Rivan squatted down, the thick fur of his stolen parka brushing the bloody snow. He smiled. It was a terrible thing, that smile. It held no warmth, only the cold satisfaction of a predator watching prey struggle its last. "You still don't get it, do you, Arthur? This isn't just about the food today."
Two Hours Earlier
They had found a cache. A miracle in the frozen hell. A buried storeroom of a convenience store with a few cans of beans, some desiccated jerky, and holy grail a single, frost bitten MRE packet of "Beef Stroganoff."
Arthur's stomach had been a clenched fist for three days. His gums were bleeding. He had watched Rivan and Sera grow gaunt, their eyes sinking into bruised sockets. When he pried open the MRE, the chemical heater puffing warm steam into the frozen air, his mouth flooded with saliva so sharp it hurt.
He divided it into three perfect portions.
"I'm not hungry," Arthur lied, pushing his portion toward Sera. "I found some old crackers in the back. I'm full."
Rivan had watched him say that. Watched Arthur's hand tremble with hunger as he handed over the only warm, edible meal any of them had seen in a week. And in Rivan's eyes, something had curdled. It wasn't gratitude. It was resentment.
"You think you're better than us, don't you?" Rivan had said, his voice low as he chewed.
"What? No, I just want you two to stay strong "
"You're always the hero," Sera whispered, but her tone wasn't admiring. It was disgusted. "Always the one sacrificing. It makes me sick, Arthur. You're like a martyr begging for a cross."
Arthur had just stared, a piece of frozen cracker crumbling in his mouth. He didn't understand. He was trying to keep them alive.
Then Rivan picked up the empty MRE bag, walked over to a corner where a frozen pile of old human excrement sat from the building's previous inhabitants, and scraped the inside of the bag against it. He brought it back, the brown smudge distinct on the silver lining.

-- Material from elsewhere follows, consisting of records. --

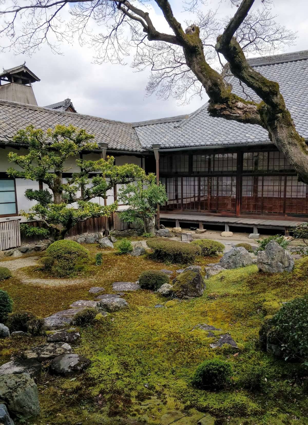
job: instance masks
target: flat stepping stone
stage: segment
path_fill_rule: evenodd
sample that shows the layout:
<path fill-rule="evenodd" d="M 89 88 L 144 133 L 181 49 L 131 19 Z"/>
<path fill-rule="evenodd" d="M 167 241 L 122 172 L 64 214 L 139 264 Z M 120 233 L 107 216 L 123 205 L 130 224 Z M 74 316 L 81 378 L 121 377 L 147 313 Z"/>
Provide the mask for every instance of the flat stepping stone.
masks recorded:
<path fill-rule="evenodd" d="M 27 350 L 22 353 L 22 357 L 26 360 L 43 362 L 65 354 L 71 349 L 72 347 L 66 343 L 50 343 Z"/>
<path fill-rule="evenodd" d="M 99 286 L 92 286 L 89 290 L 90 294 L 99 294 L 101 292 L 104 292 L 105 290 L 104 288 L 100 288 Z"/>
<path fill-rule="evenodd" d="M 56 375 L 70 376 L 81 373 L 90 363 L 90 360 L 78 354 L 64 354 L 53 360 L 50 369 Z"/>
<path fill-rule="evenodd" d="M 0 375 L 28 373 L 31 378 L 38 378 L 41 369 L 42 365 L 36 360 L 19 359 L 8 362 L 0 366 Z"/>
<path fill-rule="evenodd" d="M 85 308 L 96 309 L 98 303 L 97 301 L 90 301 L 87 300 L 79 300 L 71 304 L 70 307 L 72 309 L 79 309 L 84 307 Z"/>
<path fill-rule="evenodd" d="M 229 334 L 225 334 L 224 335 L 221 335 L 217 340 L 213 344 L 210 344 L 210 346 L 211 348 L 219 348 L 222 347 L 224 344 L 231 346 L 234 348 L 238 348 L 237 344 L 234 340 L 231 338 L 231 336 Z"/>
<path fill-rule="evenodd" d="M 129 306 L 127 301 L 118 296 L 117 298 L 101 299 L 100 304 L 102 310 L 109 312 L 118 312 L 123 309 L 127 308 Z"/>
<path fill-rule="evenodd" d="M 62 310 L 61 312 L 54 313 L 44 319 L 46 327 L 51 330 L 55 329 L 61 329 L 67 325 L 71 325 L 74 320 L 74 317 L 77 313 L 82 311 L 84 308 L 70 309 Z"/>
<path fill-rule="evenodd" d="M 59 331 L 55 331 L 53 333 L 50 334 L 47 337 L 47 342 L 68 343 L 74 344 L 80 339 L 80 334 L 75 328 L 69 329 L 61 329 Z"/>
<path fill-rule="evenodd" d="M 137 291 L 140 289 L 138 283 L 132 282 L 115 282 L 112 283 L 114 291 Z"/>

"Eat this," Rivan said calmly.
Arthur flinched. "What the hell, Riv?"
"You want to be our savior? Our provider? Fine. Eat." Rivan’s voice rose, hard and commanding. "You gave us the good stuff. Now you get what you really deserve. You're not a hero. You're just shit. Eat the shit, Arthur."

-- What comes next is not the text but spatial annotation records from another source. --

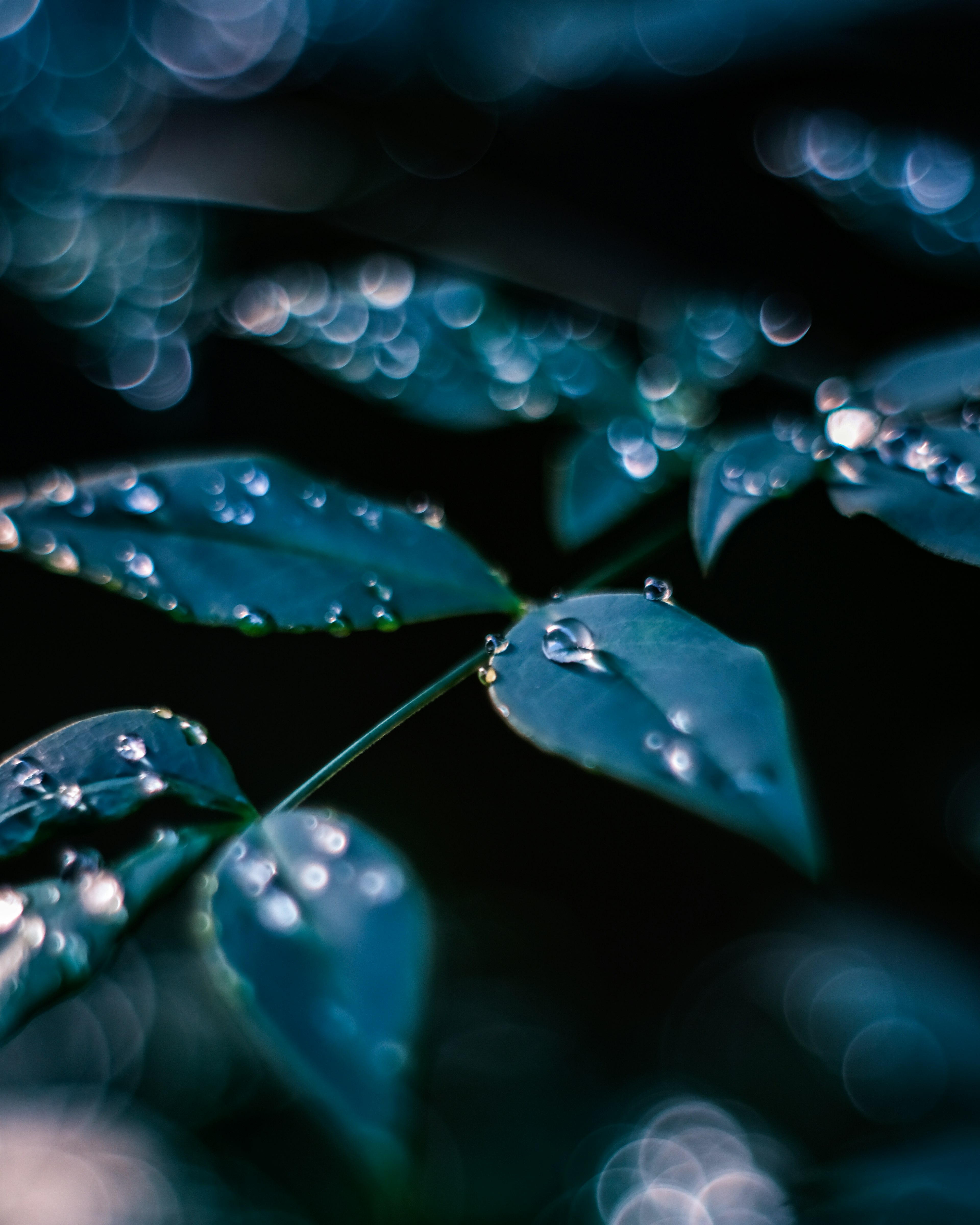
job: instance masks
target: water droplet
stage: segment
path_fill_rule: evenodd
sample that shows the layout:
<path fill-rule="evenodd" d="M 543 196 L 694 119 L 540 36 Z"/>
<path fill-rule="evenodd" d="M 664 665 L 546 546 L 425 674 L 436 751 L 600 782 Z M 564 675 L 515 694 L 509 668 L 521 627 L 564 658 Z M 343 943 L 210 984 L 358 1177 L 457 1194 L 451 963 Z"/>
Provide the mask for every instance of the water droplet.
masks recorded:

Sera giggled. It was a high, tinkling sound that shattered something fundamental inside Arthur's chest. "Come on, baby. Show us how much you love us."

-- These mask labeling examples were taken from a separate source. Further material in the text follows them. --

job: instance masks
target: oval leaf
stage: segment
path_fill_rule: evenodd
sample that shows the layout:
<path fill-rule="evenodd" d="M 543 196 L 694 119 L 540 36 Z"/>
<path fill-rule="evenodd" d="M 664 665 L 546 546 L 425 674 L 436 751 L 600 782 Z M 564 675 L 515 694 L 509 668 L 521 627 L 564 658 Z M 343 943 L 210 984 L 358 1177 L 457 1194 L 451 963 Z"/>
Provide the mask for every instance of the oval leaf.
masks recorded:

When Arthur refused, shaking his head in revulsion, Rivan sighed. "I was hoping you'd make this easy."
He nodded at Sera.
She walked up to Arthur, her hips swaying in that way he used to find alluring. Now it looked like the slither of a snake. She grabbed the collar of his tattered coat and pulled him into a deep, passionate kiss. But her eyes were wide open, locked on Rivan's face over Arthur's shoulder. Arthur felt her tongue, still warm from the food he had given her, slide against his lips. It tasted like beef and betrayal.